SK: What sort of legislation should be enacted to move towards this systemic change?

RS: Progress is a long, strategic march, and it’s almost never linear. But I think there are some really good models out there. For example, Illinois just set the gold standard by passing the first statewide bail reform bill. It’s imperfect and compromised, like all bills, but it addresses a lot of common concerns about reliance on risk-assessment tools. I’m excited to evaluate its impacts. There’s also a lot of conversation about bail reform in Ohio and Michigan, and obviously about the failure of California SB10. 

SK: Why do you think it’s so difficult for reform to occur on statewide and national levels? 

RS: We have an incredible amount of vested economic, political, and social interests in our criminal justice system that don’t go down without a really big fight. Cash bail can’t just be eradicated by a lawsuit, or grass roots organizing, or bail funds.

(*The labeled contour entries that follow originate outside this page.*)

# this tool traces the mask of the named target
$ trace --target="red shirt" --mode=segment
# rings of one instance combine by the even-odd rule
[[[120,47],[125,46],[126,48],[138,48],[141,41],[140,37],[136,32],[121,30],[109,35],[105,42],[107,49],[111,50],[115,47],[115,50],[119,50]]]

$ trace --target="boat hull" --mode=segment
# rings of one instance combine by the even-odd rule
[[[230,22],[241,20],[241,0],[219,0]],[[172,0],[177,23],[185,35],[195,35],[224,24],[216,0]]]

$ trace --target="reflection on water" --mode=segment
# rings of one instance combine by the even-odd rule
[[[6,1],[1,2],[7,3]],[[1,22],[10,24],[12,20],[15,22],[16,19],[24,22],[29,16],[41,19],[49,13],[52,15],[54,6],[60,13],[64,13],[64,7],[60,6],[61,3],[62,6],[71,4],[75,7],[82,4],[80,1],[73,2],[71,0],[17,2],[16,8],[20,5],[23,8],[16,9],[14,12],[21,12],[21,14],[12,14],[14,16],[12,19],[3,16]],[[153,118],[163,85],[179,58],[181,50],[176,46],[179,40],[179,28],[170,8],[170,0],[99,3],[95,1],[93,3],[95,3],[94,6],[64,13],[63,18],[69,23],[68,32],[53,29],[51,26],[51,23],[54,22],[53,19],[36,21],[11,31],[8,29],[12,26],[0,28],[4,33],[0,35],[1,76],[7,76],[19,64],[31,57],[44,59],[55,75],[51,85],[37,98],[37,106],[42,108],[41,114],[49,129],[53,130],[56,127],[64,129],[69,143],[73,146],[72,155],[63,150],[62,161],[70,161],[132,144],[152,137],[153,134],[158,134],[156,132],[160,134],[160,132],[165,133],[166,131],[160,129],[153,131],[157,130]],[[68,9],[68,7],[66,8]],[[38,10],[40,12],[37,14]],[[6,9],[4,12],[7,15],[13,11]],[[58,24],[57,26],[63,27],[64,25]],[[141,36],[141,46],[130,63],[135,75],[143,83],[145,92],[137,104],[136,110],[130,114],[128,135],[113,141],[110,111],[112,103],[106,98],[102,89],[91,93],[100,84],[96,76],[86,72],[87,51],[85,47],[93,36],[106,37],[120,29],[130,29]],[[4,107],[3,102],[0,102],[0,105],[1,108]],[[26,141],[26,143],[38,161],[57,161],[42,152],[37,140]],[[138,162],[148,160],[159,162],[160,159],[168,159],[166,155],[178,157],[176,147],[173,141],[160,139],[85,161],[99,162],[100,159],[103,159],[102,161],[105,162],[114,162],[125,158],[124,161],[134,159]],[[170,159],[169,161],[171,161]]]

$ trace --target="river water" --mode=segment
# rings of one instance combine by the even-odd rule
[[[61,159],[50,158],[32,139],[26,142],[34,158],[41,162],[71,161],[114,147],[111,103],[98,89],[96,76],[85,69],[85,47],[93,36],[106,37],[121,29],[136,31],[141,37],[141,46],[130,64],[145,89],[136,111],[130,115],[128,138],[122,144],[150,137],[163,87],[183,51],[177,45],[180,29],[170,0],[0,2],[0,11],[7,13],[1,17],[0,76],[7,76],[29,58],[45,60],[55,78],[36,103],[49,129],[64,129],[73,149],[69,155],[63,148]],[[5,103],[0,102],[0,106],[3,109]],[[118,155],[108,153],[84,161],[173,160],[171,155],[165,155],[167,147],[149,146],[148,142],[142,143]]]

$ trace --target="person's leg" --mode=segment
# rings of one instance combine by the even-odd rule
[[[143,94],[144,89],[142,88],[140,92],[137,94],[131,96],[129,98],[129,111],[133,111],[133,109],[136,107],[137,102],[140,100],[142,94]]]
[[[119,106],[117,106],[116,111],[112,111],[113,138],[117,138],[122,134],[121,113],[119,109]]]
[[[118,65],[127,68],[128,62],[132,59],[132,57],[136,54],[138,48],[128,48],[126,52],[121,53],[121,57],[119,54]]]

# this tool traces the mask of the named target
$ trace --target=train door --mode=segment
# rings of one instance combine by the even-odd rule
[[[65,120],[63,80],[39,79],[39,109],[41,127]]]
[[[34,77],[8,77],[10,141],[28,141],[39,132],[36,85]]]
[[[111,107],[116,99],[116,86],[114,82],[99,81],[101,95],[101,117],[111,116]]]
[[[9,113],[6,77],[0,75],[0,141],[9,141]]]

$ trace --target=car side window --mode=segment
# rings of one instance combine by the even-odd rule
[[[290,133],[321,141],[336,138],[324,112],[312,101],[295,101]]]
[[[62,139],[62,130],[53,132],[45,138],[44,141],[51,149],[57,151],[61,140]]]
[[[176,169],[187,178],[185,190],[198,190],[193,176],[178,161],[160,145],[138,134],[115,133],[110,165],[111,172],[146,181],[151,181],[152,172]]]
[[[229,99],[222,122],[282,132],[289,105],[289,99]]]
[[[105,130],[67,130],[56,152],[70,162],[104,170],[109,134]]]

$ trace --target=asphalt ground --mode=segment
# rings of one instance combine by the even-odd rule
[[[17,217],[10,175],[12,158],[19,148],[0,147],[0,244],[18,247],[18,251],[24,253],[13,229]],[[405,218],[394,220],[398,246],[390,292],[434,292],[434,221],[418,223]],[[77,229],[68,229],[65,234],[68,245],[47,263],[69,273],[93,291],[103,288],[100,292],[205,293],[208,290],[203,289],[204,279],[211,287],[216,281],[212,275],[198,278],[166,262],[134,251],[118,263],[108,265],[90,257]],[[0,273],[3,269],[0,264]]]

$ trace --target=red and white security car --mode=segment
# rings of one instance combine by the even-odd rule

Reform requires each individual person to recognize a system’s need to be dismantled or changed and to recognize strategies for bringing about this change. But it also requires us to reckon with the harms we have caused. We need to ask ourselves: “What’s going on under the hood?” And I think the answer to that question is “fear.” Not only fear of change, but also fear of the other. We need to push through the fear that is both inherent to and exploited by humans. We need to work our way through fear-mongering and its popularization in the media. People can fall prey to false causal narratives between criminal justice reform and increasing crime rates because fear of crime is innate. We all harbor these ideas but need to stay grounded in the truth rather than what is being exploited by those who wish to maintain the status quo. In the criminal justice field, we too often find ourselves legislating around the exception.

SK: Despite these challenges, what would you cite as your biggest accomplishments with The Bail Project and The Bronx Freedom Fund?

RS: I think we have laid waste to the myth that cash is what makes people come back to court. We have bailed 22,000 people out of jail, and our clients make 95 percent of their court appearances, providing some of the necessary data to dismantle this myth. I’m proud of the stories that our clients have generously shared with the world about the devastating consequences of pretrial incarceration, what it meant to have their bail paid by a not-for-profit revolving bail fund, and the difference it made in their lives and the outcomes of their cases. 

I’m proud of the communications work that we’ve done and the data we’ve been able to collect, because I’ve learned that you can change hearts with stories, but sometimes you need to change minds with actual data. Our data is unique and unusual, so I think we’re filling a gap in the field and I hope other advocates can use this data to work towards systemic change, not just in the pretrial system, but in the criminal legal system generally.

I also feel really proud that we have created a big national not-for-profit, but stayed respectful of local jurisdictions and incorporated local leadership. We’ve hired people to work in their own local communities and prioritized people with lived experience. I feel really good about the leadership and staff we have built and the work we’ve all done.

SK: What sort of work can we, as citizens, do to combat the bail process and mass incarceration itself?

RS: This sounds simple and corny, but get educated. It’s hard to grasp the process’s impacts without experiencing it yourself, so it’s important to get proximate. The simplest way to do that is to go sit in a courthouse. You’ll be stunned.

To incite change, you can support progressive politicians; ask candidates their positions on the cash bail system, mandatory sentencing, and incarcerating juveniles; do research around criminal justice and judges; know who you’re voting for; and hold them accountable when they fall short on their promises.

*This interview has been edited for length and clarity.